Ray visited Florence last October, and when he learned that tickets for the Uffizi and Accademia were both sold out for the duration of his visit, he actually thought to mention it to the manager at his hotel. The hotel manager then told him about a ticket booth on the busy Via dei Calzaiuoli that usually has tickets, even if it appears that they’re sold out at the official venues.
So, with the directions from his hotel manager, Ray marched over to this mysterious ticket booth and managed to get tickets for both the Uffizi and the Accademia for the very next day. No waiting in long lines, and no booking in advance. What, I had to know, was the story?
I figured the ticket booth was some kind of glorified scalper who, having bought tickets up in advance, was just re-selling them with some kind of additional fee. But Ray says the place looked official, and there was no additional fee or service charge. Instead, this ticket booth appears to be the place to go to buy up other peoples’ cancellations.
The ticket booth is unmarked, and is just a window behind which is a person with a computer. Ray said that when he went, the guy behind the counter spoke pretty good English. He also said the whole process was ridiculously easy, and there was only one other person there buying tickets – that person had also heard about it from his hotel manager (not the same hotel).
Now, I’m of two minds about this – on the one hand, I’m excited to pass on a great tip for those of you who don’t take my advice and book your tickets for the Uffizi or Accademia in advance of your trip. On the other hand, because what you’re buying here are spots that are due to cancellations, there’s still no guarantee that there will be tickets available for you when you show up. There may not be the right number of tickets, or they may not be available at the right time. You’re looking at what’s left here, not getting the pick of the litter.
In poking around the interwebs, I did find a mention of this ticket booth elsewhere, so I’m confident Ray’s not leading me on. (Only joking, Ray.) But after seeing a photo of the outside of the ticket window, I can understand why you’d think twice about what on earth was behind it.
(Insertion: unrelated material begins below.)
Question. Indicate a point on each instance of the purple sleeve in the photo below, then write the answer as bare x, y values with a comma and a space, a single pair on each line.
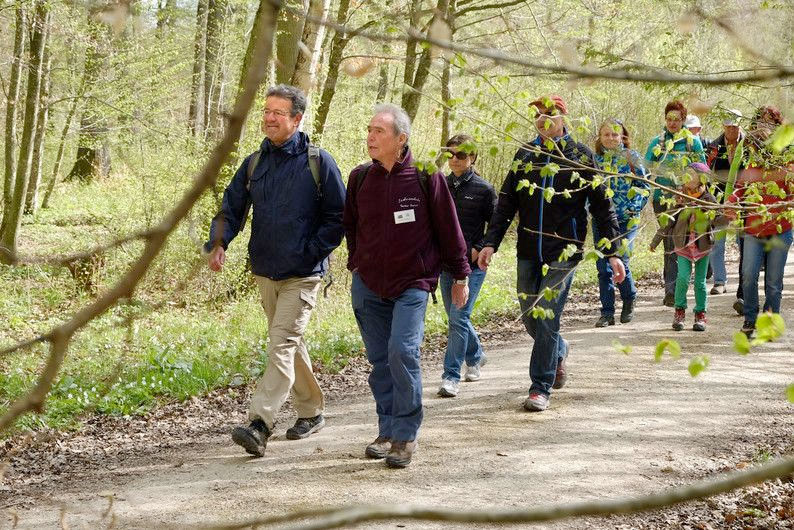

So – here’s my advice. Book your tickets for the Uffizi and Accademia in advance of your trip, if you can. It’ll take all the guesswork out of things. If, however, you are absolutely unable to do this and you don’t want to give up on the notion of seeing these great museums, definitely try this ticket booth that sells cancellation spots. It’s an excellent option to check out before you give up completely.
To find the ticket booth, Ray says to walk south from the Duomo down Via dei Calzaiuoli “about 3 blocks.” The ticket booth is on the right, kind of built into the back of the Orsanmichele church (you’ll see ornamental niches in the walls nearby). “I believe it was the only window at that side,” says Ray. “It was very non-descript and no signs, just a guy sitting at the window at a counter with a computer.”
And because the ticket booth is on the Via dei Calzaiuoli, once you’ve scored your impossible-to-get tickets, reward yourself with a scoop or two of my favorite gelato in Florence at Festival del Gelato. (This is also a good spot to drown your sorrows if even the tickets at this secret booth are gone.)